The growth is certain. Compared to its peers, Taotian did not charge 0.6% payment of service fees, 100% commission, Taobao live streaming commission, etc. Currently, Taotian is beginning to supplement such commission revenue. According to our estimates, the potential increase in technical service fee revenue is tens of billions of dollars. 2) Advertisement: Site-wide promotion increases the penetration rate of paid traffic, and progress or exceeds expectations. We believe that the essence of sitewide promotion is that the platform sells free traffic and paid traffic together, which can effectively increase the penetration rate of paid traffic and increase the number of sellable advertising spots. We have observed that at present, the “Express Bus” and “Gravity Rubik's Cube” have been integrated into the Vientiane Platform Unbounded operation interface along with “Full Site Push”, and progress has exceeded expectations. We believe this move is conducive to simplifying streaming operations and increasing the penetration rate of “Full Site Push” usage.

Finance: There is plenty of room for profit improvement.

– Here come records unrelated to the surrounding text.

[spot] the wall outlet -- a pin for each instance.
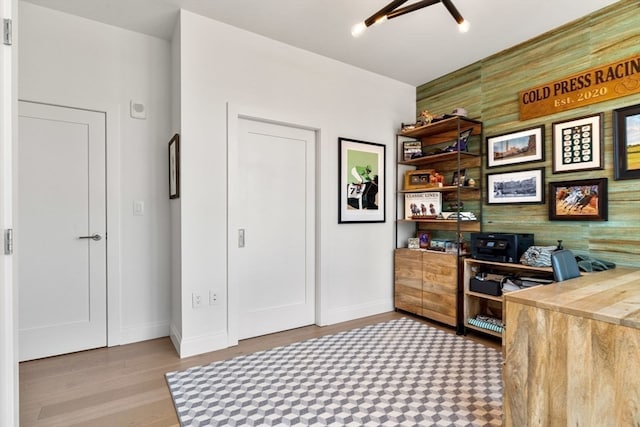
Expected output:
(214, 297)
(196, 300)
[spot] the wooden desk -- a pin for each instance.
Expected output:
(572, 352)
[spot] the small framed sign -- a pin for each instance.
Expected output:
(418, 179)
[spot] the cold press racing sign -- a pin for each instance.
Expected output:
(598, 84)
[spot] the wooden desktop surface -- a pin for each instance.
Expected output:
(611, 296)
(571, 352)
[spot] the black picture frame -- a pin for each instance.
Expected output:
(174, 167)
(361, 181)
(578, 200)
(517, 147)
(626, 145)
(521, 187)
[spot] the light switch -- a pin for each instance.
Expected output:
(138, 208)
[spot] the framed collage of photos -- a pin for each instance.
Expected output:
(577, 144)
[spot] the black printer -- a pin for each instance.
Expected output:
(500, 247)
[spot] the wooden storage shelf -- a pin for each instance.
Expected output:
(444, 130)
(478, 303)
(438, 294)
(437, 158)
(426, 284)
(447, 224)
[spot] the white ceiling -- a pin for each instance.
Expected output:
(415, 48)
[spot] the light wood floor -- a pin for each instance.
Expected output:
(125, 385)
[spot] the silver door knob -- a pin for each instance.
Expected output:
(96, 237)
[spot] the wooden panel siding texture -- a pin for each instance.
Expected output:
(488, 89)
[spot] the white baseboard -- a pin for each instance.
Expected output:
(344, 314)
(192, 346)
(144, 332)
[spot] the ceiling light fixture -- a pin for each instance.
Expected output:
(393, 10)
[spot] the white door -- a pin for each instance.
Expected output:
(273, 262)
(8, 295)
(61, 230)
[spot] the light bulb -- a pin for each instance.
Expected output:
(381, 19)
(358, 29)
(464, 26)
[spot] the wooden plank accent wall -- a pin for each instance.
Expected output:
(488, 89)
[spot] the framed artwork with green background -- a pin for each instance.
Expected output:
(361, 196)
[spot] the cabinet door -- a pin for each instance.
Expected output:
(408, 280)
(440, 287)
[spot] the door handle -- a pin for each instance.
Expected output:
(241, 238)
(95, 237)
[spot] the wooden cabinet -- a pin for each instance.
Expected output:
(572, 352)
(477, 303)
(426, 284)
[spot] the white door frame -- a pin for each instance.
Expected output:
(114, 275)
(234, 114)
(9, 408)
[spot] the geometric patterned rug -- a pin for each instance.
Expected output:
(396, 373)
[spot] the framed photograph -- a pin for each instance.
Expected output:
(582, 200)
(418, 179)
(361, 181)
(424, 239)
(626, 142)
(516, 187)
(410, 149)
(413, 243)
(523, 146)
(577, 144)
(459, 178)
(422, 205)
(174, 167)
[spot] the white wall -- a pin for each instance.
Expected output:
(80, 63)
(270, 80)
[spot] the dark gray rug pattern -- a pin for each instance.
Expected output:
(397, 373)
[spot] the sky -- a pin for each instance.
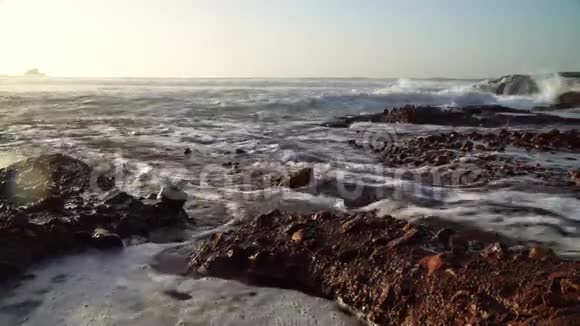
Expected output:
(294, 38)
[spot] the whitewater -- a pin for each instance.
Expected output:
(140, 128)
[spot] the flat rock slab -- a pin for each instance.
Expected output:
(396, 273)
(43, 213)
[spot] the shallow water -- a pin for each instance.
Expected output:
(139, 129)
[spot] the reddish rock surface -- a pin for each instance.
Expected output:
(396, 273)
(42, 213)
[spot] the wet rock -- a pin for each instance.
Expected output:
(568, 100)
(105, 239)
(299, 179)
(47, 209)
(384, 284)
(105, 183)
(575, 176)
(433, 263)
(541, 253)
(36, 178)
(172, 196)
(266, 219)
(408, 237)
(488, 116)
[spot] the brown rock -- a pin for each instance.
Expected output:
(298, 236)
(301, 178)
(408, 237)
(541, 253)
(384, 284)
(433, 263)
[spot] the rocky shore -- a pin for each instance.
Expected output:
(430, 272)
(392, 272)
(48, 208)
(487, 116)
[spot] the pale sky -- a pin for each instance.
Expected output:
(294, 38)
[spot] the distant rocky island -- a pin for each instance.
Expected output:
(34, 73)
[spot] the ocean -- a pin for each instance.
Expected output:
(139, 129)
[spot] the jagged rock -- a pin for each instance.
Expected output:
(406, 284)
(44, 213)
(105, 239)
(105, 183)
(298, 179)
(568, 100)
(487, 116)
(36, 178)
(172, 196)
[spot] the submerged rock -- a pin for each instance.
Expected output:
(105, 239)
(513, 85)
(388, 271)
(44, 213)
(487, 116)
(298, 179)
(568, 100)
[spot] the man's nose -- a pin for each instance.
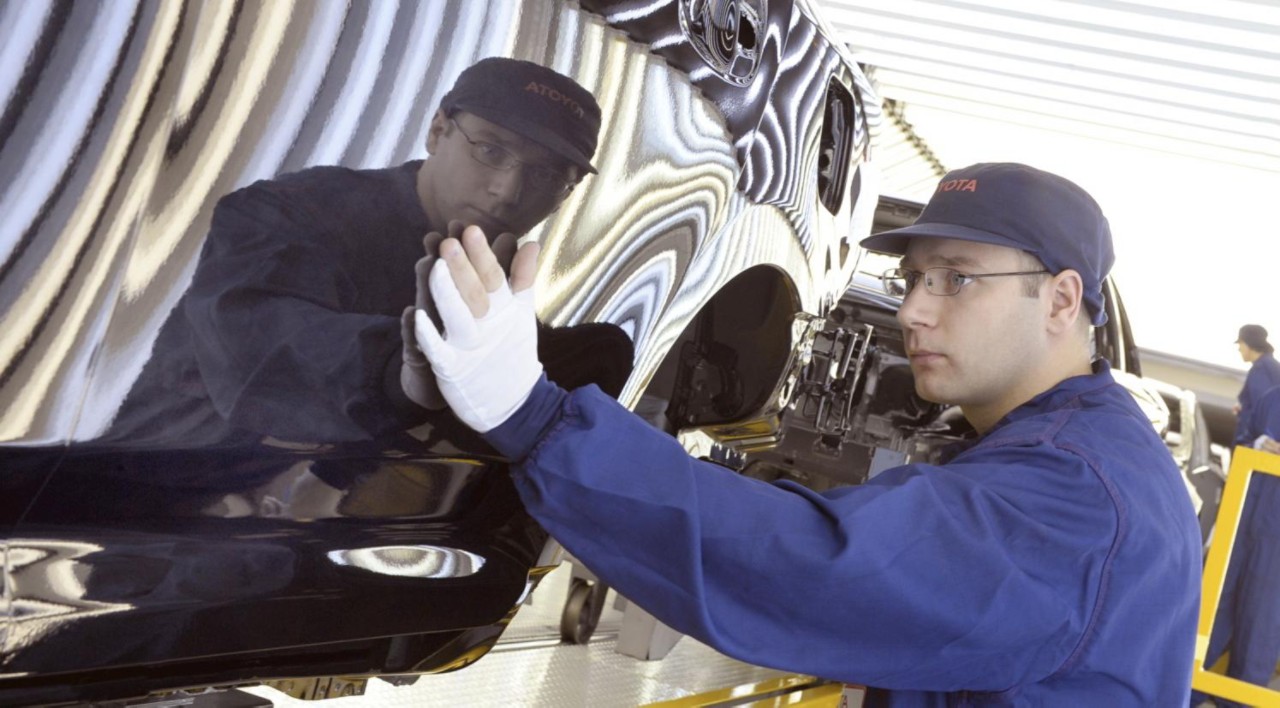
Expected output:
(507, 185)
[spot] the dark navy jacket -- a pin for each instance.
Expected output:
(1054, 562)
(1264, 375)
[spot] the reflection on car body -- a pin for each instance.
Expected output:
(732, 187)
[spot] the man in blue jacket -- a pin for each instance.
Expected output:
(1055, 561)
(1264, 375)
(1247, 625)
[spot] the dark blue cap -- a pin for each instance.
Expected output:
(1018, 206)
(531, 100)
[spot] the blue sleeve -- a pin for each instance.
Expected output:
(920, 579)
(1265, 418)
(1257, 382)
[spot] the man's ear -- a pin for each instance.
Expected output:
(1066, 297)
(438, 127)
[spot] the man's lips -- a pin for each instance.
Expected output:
(923, 356)
(488, 222)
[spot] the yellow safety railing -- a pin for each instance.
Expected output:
(1244, 464)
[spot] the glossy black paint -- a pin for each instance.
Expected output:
(131, 567)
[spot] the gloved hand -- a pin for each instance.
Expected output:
(487, 361)
(416, 378)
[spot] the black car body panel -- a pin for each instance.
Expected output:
(732, 187)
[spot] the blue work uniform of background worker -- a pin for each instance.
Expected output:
(1264, 375)
(1247, 624)
(1052, 562)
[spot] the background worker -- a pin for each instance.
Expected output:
(1247, 625)
(1052, 561)
(293, 325)
(1264, 375)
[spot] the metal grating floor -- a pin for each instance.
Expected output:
(530, 668)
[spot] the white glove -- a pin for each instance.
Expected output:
(485, 366)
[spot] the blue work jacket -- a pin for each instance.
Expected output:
(1264, 375)
(1052, 562)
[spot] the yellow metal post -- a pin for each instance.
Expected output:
(1244, 464)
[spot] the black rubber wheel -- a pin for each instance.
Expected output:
(581, 611)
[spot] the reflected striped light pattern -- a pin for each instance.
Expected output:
(124, 122)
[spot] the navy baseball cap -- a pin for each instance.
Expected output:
(1018, 206)
(531, 100)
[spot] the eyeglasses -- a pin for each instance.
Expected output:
(937, 281)
(544, 179)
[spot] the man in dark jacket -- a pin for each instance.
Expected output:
(1264, 375)
(292, 329)
(1055, 561)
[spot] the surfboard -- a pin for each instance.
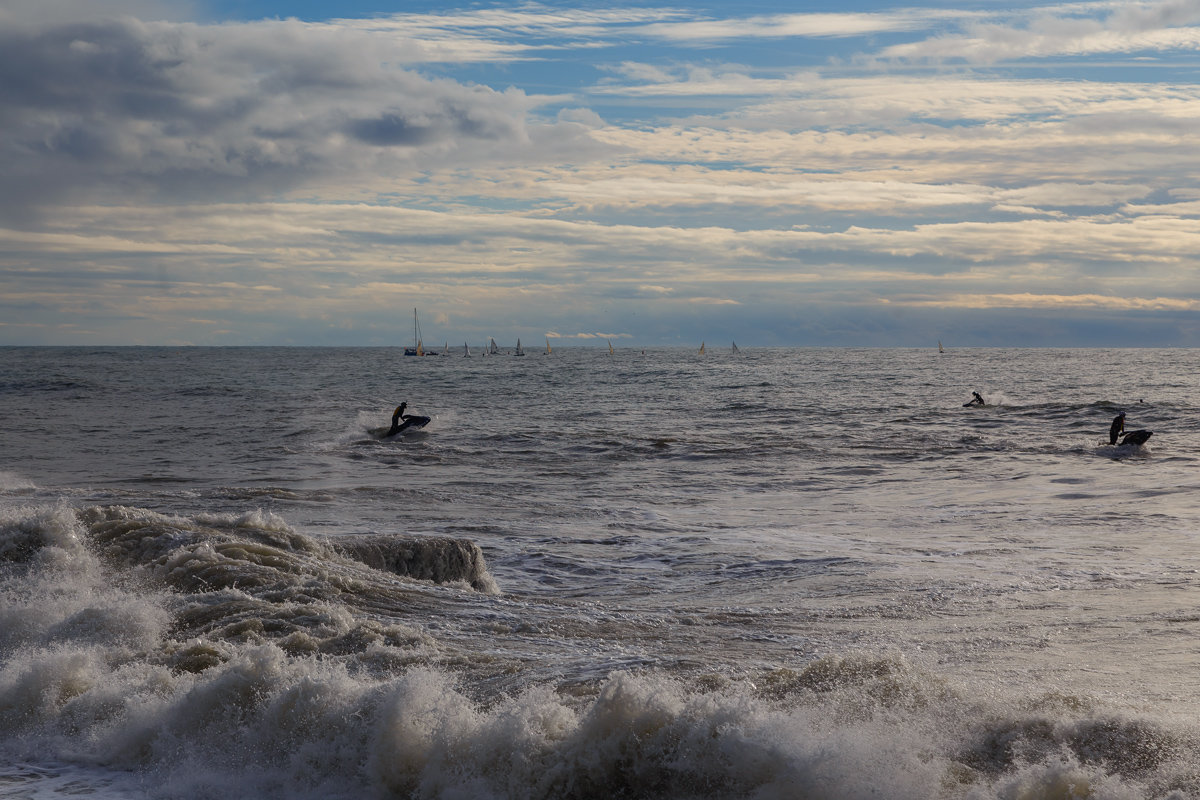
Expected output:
(1137, 438)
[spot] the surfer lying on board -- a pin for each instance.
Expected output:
(1132, 438)
(401, 421)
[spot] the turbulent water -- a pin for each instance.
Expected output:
(774, 573)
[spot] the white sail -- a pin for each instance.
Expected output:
(417, 338)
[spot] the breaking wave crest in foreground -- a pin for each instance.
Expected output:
(231, 656)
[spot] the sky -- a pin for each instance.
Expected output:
(855, 173)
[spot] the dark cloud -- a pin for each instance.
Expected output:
(183, 112)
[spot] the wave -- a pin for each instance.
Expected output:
(228, 655)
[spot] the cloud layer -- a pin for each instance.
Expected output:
(841, 178)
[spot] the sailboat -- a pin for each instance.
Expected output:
(417, 338)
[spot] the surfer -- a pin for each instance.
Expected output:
(400, 421)
(1117, 427)
(1135, 438)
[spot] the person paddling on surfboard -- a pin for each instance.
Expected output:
(401, 421)
(1135, 438)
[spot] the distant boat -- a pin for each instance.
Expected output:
(417, 338)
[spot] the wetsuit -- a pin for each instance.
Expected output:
(397, 415)
(1117, 427)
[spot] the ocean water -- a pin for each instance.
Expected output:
(777, 573)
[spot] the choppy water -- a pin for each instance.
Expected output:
(779, 573)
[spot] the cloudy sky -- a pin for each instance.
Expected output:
(858, 173)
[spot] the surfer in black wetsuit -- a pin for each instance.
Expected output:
(396, 416)
(401, 421)
(1117, 427)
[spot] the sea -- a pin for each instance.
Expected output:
(769, 573)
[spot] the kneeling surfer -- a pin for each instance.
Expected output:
(400, 420)
(1135, 438)
(1116, 428)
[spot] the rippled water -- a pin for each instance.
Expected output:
(772, 573)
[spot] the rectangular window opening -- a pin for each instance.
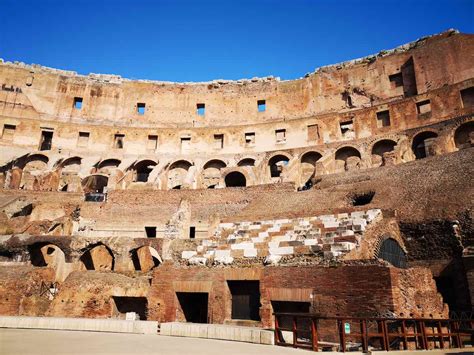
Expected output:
(194, 306)
(185, 142)
(150, 232)
(192, 232)
(8, 132)
(141, 108)
(313, 132)
(396, 80)
(83, 139)
(46, 140)
(467, 97)
(423, 108)
(245, 299)
(152, 142)
(280, 135)
(218, 141)
(201, 109)
(78, 103)
(250, 139)
(383, 119)
(119, 141)
(347, 129)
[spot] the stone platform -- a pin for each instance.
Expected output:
(218, 331)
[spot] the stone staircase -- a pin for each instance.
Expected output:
(329, 236)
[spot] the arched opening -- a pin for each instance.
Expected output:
(308, 167)
(98, 257)
(33, 167)
(143, 170)
(235, 179)
(211, 173)
(246, 162)
(464, 136)
(107, 166)
(348, 158)
(45, 254)
(177, 174)
(276, 165)
(380, 148)
(145, 258)
(393, 253)
(70, 180)
(95, 184)
(423, 144)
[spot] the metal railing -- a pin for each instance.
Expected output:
(309, 331)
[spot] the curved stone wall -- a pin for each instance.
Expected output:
(67, 132)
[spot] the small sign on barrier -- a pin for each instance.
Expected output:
(347, 328)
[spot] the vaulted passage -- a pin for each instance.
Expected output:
(235, 179)
(245, 299)
(124, 305)
(423, 144)
(391, 251)
(98, 257)
(194, 306)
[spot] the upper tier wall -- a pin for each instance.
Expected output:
(47, 94)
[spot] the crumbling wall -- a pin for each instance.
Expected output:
(89, 294)
(23, 290)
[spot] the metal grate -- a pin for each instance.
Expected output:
(391, 251)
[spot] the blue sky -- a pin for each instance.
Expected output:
(204, 40)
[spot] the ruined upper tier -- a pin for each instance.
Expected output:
(416, 68)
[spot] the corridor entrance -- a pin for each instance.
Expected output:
(194, 306)
(245, 299)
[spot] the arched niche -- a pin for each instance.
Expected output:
(308, 165)
(393, 253)
(211, 173)
(347, 158)
(246, 162)
(69, 179)
(177, 174)
(107, 166)
(33, 167)
(95, 183)
(276, 165)
(235, 179)
(145, 258)
(142, 170)
(46, 254)
(423, 144)
(380, 148)
(464, 136)
(98, 257)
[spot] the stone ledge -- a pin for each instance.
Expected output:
(218, 331)
(83, 324)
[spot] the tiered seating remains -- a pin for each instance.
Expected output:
(328, 236)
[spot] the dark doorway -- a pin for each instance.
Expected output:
(194, 306)
(245, 299)
(391, 251)
(150, 232)
(446, 287)
(46, 140)
(235, 179)
(138, 305)
(289, 307)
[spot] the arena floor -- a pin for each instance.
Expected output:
(27, 341)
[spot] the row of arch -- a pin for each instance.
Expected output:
(215, 172)
(96, 256)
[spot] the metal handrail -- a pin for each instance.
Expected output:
(420, 333)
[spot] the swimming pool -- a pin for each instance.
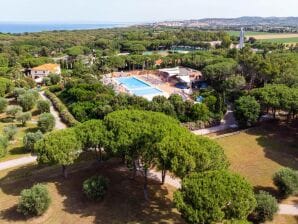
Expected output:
(139, 88)
(132, 83)
(147, 91)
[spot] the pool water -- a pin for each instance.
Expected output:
(138, 87)
(132, 83)
(148, 91)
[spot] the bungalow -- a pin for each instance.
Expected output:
(38, 73)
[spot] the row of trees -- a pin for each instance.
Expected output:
(95, 101)
(148, 139)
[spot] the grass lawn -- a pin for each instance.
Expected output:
(247, 33)
(284, 219)
(259, 152)
(124, 202)
(289, 40)
(15, 147)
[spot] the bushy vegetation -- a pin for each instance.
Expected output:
(14, 110)
(34, 201)
(46, 122)
(30, 139)
(3, 104)
(286, 181)
(267, 207)
(59, 147)
(66, 117)
(28, 100)
(43, 106)
(10, 131)
(24, 117)
(214, 196)
(6, 86)
(3, 146)
(95, 187)
(247, 111)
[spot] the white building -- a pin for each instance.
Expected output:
(38, 73)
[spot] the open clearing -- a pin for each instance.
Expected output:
(16, 146)
(124, 202)
(259, 152)
(270, 37)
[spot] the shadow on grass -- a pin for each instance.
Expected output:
(273, 191)
(17, 151)
(123, 203)
(31, 130)
(7, 120)
(11, 214)
(280, 143)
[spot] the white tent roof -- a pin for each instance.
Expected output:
(185, 78)
(171, 71)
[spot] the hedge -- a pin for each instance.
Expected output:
(65, 115)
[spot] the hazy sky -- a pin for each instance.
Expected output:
(139, 10)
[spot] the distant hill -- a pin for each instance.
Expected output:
(234, 22)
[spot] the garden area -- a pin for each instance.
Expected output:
(123, 202)
(24, 117)
(261, 151)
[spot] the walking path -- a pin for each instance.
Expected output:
(17, 162)
(31, 159)
(175, 182)
(59, 124)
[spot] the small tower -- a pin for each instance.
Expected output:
(241, 42)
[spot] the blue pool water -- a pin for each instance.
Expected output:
(148, 91)
(132, 83)
(138, 87)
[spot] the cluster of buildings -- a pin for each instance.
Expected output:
(40, 72)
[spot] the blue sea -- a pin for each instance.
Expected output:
(34, 27)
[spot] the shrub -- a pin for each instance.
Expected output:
(34, 201)
(266, 208)
(43, 106)
(95, 187)
(3, 146)
(200, 112)
(30, 139)
(10, 131)
(247, 111)
(18, 91)
(3, 104)
(24, 117)
(55, 79)
(27, 101)
(14, 110)
(214, 196)
(6, 86)
(46, 81)
(286, 181)
(46, 122)
(55, 88)
(65, 115)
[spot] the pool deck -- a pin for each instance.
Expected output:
(131, 89)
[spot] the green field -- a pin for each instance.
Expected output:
(259, 152)
(248, 33)
(290, 40)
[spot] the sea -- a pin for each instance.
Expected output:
(19, 28)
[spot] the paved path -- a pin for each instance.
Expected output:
(17, 162)
(31, 159)
(59, 124)
(227, 123)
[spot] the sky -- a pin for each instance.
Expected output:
(85, 11)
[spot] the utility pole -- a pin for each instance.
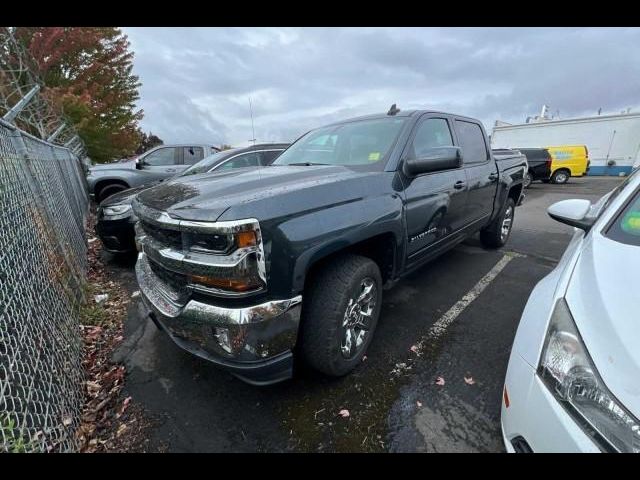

1) CMR: Currently, Taotian's annualized CMR level has not returned to its 21-year historical peak. If TR only returns to the previous level, CMR can reach a new high. We believe that TR still has room for improvement, so CMR has great potential for growth. 2) EBITA: Historically, the EBITA/CMR ratio of Taobao's Tmall core trading platform remained around 73%, while the current EBITA/CMR of Taobao Group is only 60% +. If the operation and construction of Aotian's core platform enters a stable period in the future, Taotian EBITA has a lot of room for improvement, which is estimated to increase by about 7 billion dollars (10% *CMR revenue) in a single quarter.

Investment advice

The main business has improved, undervalued, high dividends, and high expected returns. Judging from the valuation and shareholder returns, it is currently at a dividend repurchase rate of 9 times the PE valuation +9.4%, and the undervalued high dividend provides the lower limit of expected return. From a fundamental perspective, Taotian is in a critical period of improvement in its main business. 24H1's main business GMV's performance has exceeded expectations. If its own reforms and improvements in the external environment continue, it provides upward flexibility in expected returns. We estimate that FY25/26/27 achieved revenue of 1005.5/1108.8/1209 billion yuan and non-GAAP net profit of 157.3/180.1/202.4 billion yuan, corresponding to the current PE share price of 9.4/8.2/7.3 times. We valued FY25 non-GAAP net profit 12 times, with an overall valuation of HK$2052.3 billion (RMB: HKD exchange rate of 0.92), target price of HK$106, current price space of 27.4%, maintaining a “buy” rating.

Risk warning

1) Consumption recovery fell short of expectations; 2) Competition in the e-commerce industry intensified; 3) Commercialization progress fell short of expectations.

The translation is provided by third-party software.